Priestcraft

    A new message that does not include knowledge about how the audience may come to God themselves; the primary intent is always to make others dependent on the messenger. It is foolishness to separate information about what the Lord is doing from instruction on how to become redeemed. It is vanity to spread new and personal revelation about the afterlife, God, man, prophecy, visionary encounters, and spiritual experiences if the primary reason does not focus on instructing how the audience can come to God themselves. It is dangerous to trust teachings that fail to give man guidance on how to find God for himself. “If all that is delivered is a message about some great experience, the experience was probably not intended for you. It is the way to find God that will save you, not someone else’s new and exciting spiritual manifestation. Still, people will go to great trouble and spare no effort to find someone who will only give a titillating peek behind the veil but who will do nothing to instruct you on how you can meet God here, be redeemed from the fall of man, and come back into God’s presence.”1 Pandering for popularity is at the heart of priestcraft.2 Priestcrafts are where people seek approval of the world but not the best interest of Zion (see 2 Nephi 11:17).3 Any man who tries to put himself between another person and heaven, claiming that he alone should be the source of religious beliefs and education, is practicing priestcraft and will, in the end, lead both himself and his followers to damnation.4 All churches, if the Book of Mormon is true, are filled with corruption and priestcraft.5 The obligation to hold up a light is circumscribed by His direction that [He is] the light which ye shall hold up (3 Nephi 8:8) — nothing and no one else.
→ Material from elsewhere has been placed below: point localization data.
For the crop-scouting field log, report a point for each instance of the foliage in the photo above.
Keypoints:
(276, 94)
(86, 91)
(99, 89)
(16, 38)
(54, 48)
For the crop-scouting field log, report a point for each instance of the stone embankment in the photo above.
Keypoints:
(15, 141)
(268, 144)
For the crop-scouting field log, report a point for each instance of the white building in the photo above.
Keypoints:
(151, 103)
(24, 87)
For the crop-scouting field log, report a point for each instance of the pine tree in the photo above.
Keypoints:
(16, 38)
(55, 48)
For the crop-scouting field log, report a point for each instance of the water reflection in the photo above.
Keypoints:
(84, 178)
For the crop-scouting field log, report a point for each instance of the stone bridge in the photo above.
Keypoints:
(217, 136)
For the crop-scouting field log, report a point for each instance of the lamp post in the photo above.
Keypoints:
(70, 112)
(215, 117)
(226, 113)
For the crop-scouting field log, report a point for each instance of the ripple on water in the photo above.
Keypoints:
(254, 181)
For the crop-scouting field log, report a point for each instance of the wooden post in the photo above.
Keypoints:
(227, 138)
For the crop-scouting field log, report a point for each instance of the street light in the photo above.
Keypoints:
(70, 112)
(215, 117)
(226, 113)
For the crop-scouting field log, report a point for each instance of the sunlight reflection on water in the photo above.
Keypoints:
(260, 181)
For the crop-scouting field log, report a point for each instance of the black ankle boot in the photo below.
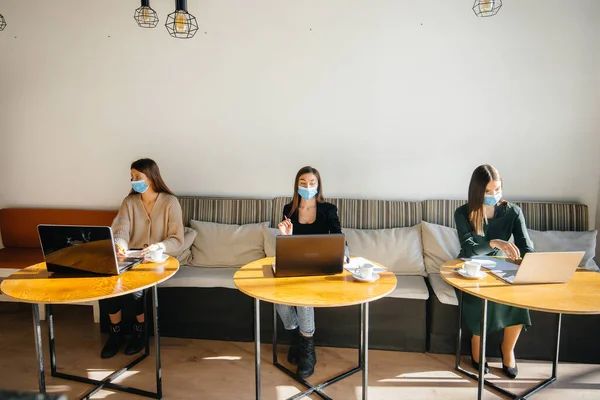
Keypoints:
(294, 346)
(508, 371)
(114, 342)
(307, 357)
(137, 341)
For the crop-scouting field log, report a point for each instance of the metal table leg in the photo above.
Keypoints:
(37, 333)
(365, 348)
(107, 382)
(482, 342)
(317, 389)
(257, 347)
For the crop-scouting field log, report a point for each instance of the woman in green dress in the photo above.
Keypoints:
(484, 226)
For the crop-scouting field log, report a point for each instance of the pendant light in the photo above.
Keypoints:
(486, 8)
(180, 23)
(145, 16)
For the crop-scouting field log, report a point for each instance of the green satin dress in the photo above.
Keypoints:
(508, 220)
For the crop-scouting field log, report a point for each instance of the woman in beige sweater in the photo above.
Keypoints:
(149, 219)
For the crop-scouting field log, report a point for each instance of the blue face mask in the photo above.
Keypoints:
(139, 186)
(307, 193)
(490, 200)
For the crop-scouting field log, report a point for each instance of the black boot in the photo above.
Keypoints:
(137, 341)
(294, 347)
(307, 358)
(114, 342)
(511, 372)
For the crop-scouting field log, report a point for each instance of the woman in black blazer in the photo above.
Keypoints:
(307, 214)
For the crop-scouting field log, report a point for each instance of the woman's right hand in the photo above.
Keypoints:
(509, 249)
(286, 227)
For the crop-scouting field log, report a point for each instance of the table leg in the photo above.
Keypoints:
(482, 343)
(365, 348)
(37, 332)
(459, 336)
(50, 318)
(257, 346)
(157, 343)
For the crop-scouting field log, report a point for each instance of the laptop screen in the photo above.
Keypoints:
(81, 248)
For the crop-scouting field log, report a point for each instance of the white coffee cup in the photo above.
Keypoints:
(156, 255)
(366, 271)
(472, 268)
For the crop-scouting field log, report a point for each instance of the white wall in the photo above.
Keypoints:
(388, 98)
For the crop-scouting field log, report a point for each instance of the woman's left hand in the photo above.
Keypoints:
(152, 247)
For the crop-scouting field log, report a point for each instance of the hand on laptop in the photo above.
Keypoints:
(509, 249)
(286, 227)
(120, 251)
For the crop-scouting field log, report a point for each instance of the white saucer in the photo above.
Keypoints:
(163, 259)
(463, 273)
(374, 277)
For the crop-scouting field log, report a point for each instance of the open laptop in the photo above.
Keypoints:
(541, 268)
(72, 249)
(304, 255)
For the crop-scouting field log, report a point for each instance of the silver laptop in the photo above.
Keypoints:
(541, 268)
(305, 255)
(75, 249)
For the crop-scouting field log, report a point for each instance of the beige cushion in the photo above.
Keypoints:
(442, 290)
(223, 245)
(185, 255)
(398, 249)
(440, 244)
(270, 235)
(202, 277)
(546, 241)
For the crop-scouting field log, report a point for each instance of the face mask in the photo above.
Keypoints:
(139, 186)
(490, 200)
(307, 193)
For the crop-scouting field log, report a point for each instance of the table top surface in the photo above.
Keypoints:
(257, 280)
(36, 285)
(581, 295)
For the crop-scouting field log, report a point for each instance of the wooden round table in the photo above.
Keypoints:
(257, 280)
(36, 285)
(581, 295)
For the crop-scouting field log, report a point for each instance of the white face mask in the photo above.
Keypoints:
(492, 200)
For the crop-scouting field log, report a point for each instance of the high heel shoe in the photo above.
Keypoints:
(511, 372)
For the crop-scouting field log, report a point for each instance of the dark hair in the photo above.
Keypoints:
(482, 175)
(296, 197)
(149, 168)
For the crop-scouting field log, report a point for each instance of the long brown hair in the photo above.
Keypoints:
(482, 175)
(296, 199)
(149, 168)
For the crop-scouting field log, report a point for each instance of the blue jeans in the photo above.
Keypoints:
(297, 317)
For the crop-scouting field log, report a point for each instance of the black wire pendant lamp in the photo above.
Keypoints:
(180, 23)
(145, 16)
(486, 8)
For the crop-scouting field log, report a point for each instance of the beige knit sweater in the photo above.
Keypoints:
(133, 227)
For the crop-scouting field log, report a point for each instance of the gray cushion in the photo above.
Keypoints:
(443, 290)
(202, 277)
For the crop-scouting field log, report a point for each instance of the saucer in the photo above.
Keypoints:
(163, 259)
(463, 273)
(374, 277)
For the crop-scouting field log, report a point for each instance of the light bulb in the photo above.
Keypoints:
(146, 15)
(486, 6)
(181, 24)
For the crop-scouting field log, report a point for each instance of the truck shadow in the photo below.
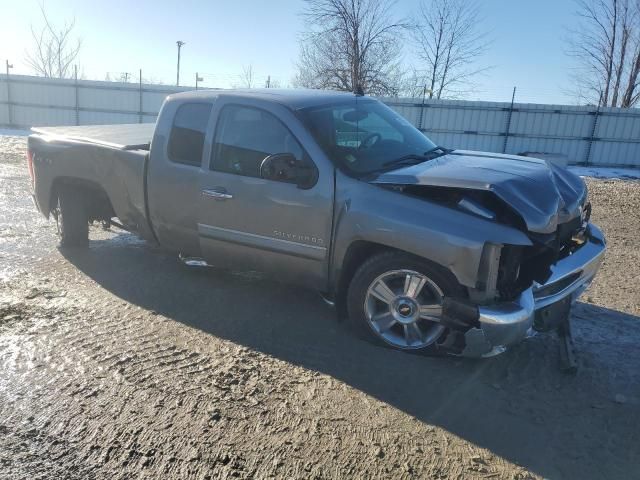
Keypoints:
(518, 405)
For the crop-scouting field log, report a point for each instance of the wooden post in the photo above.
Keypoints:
(141, 94)
(508, 122)
(75, 76)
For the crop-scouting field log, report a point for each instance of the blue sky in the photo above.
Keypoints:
(222, 36)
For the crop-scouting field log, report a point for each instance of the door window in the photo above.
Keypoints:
(245, 136)
(186, 139)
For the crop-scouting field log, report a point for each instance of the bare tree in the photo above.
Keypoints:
(54, 50)
(449, 43)
(606, 47)
(350, 45)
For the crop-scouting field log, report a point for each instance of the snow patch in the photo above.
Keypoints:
(14, 132)
(607, 172)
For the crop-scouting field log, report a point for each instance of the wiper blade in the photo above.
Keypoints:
(407, 159)
(413, 159)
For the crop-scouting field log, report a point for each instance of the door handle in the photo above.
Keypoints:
(217, 193)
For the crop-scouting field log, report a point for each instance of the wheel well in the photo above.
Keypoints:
(357, 253)
(96, 200)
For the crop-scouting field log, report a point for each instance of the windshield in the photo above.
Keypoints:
(365, 136)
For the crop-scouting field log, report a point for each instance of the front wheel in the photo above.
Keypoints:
(71, 218)
(395, 300)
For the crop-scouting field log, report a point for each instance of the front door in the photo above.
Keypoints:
(246, 222)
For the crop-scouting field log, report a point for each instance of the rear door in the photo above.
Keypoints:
(174, 173)
(249, 223)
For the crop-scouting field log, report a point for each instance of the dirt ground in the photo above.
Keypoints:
(119, 362)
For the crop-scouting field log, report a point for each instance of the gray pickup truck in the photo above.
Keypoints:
(425, 248)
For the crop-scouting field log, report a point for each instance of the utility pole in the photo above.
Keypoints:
(180, 43)
(9, 110)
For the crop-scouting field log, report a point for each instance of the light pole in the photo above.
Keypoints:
(180, 43)
(9, 108)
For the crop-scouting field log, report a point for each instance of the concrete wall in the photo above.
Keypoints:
(583, 135)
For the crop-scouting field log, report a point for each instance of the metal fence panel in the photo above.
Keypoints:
(584, 134)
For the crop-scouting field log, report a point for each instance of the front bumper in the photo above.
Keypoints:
(504, 324)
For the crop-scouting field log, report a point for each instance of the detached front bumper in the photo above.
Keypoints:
(540, 306)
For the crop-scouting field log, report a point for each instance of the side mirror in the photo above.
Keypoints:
(284, 167)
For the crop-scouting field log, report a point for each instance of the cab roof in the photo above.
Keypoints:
(294, 99)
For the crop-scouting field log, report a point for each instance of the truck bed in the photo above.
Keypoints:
(128, 136)
(106, 161)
He is the lifeline. Therefore, when anyone offers to preach, teach, exhort, and expound, He must be at the center of this prophesying, or they are engaging in priestcraft.6 “When gentiles pursue any end other than establishing Zion, the Book of Mormon calls it priestcraft. That is what the gentiles have accomplished with the Book of Mormon thus far.”7

    1 “Joseph The Prophet,” June 26, 2011, blog post.

    2 “3 Nephi 21:26,” July 21, 2010, blog post.
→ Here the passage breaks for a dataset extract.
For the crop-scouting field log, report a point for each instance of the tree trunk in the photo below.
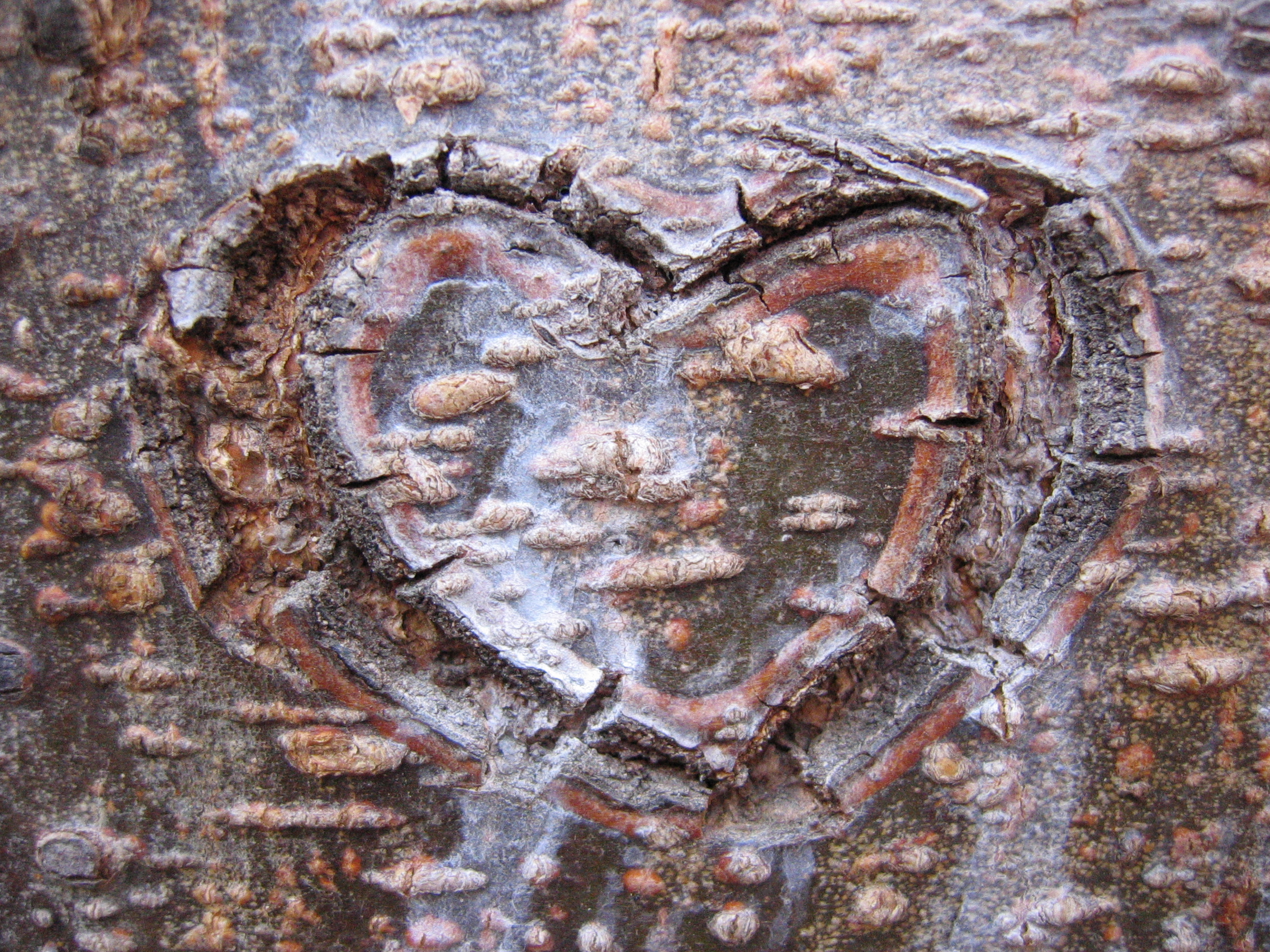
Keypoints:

    3 “3 Nephi 21:19–20,” July 18, 2010, blog post.

    4 “The process is everything — the answer is nothing,” May 4, 2010, blog post.

    5 “Weep for Zion for Zion has fled,” June 4, 2010, blog post. Revised in Email to Scripture Committee, Jan. 31, 2018.

    6 “3 Nephi 18:24–25,” November 15, 2010, blog post.

    7 “Scripture, Prophecy and Covenant,” March 27, 2017, 6, paper.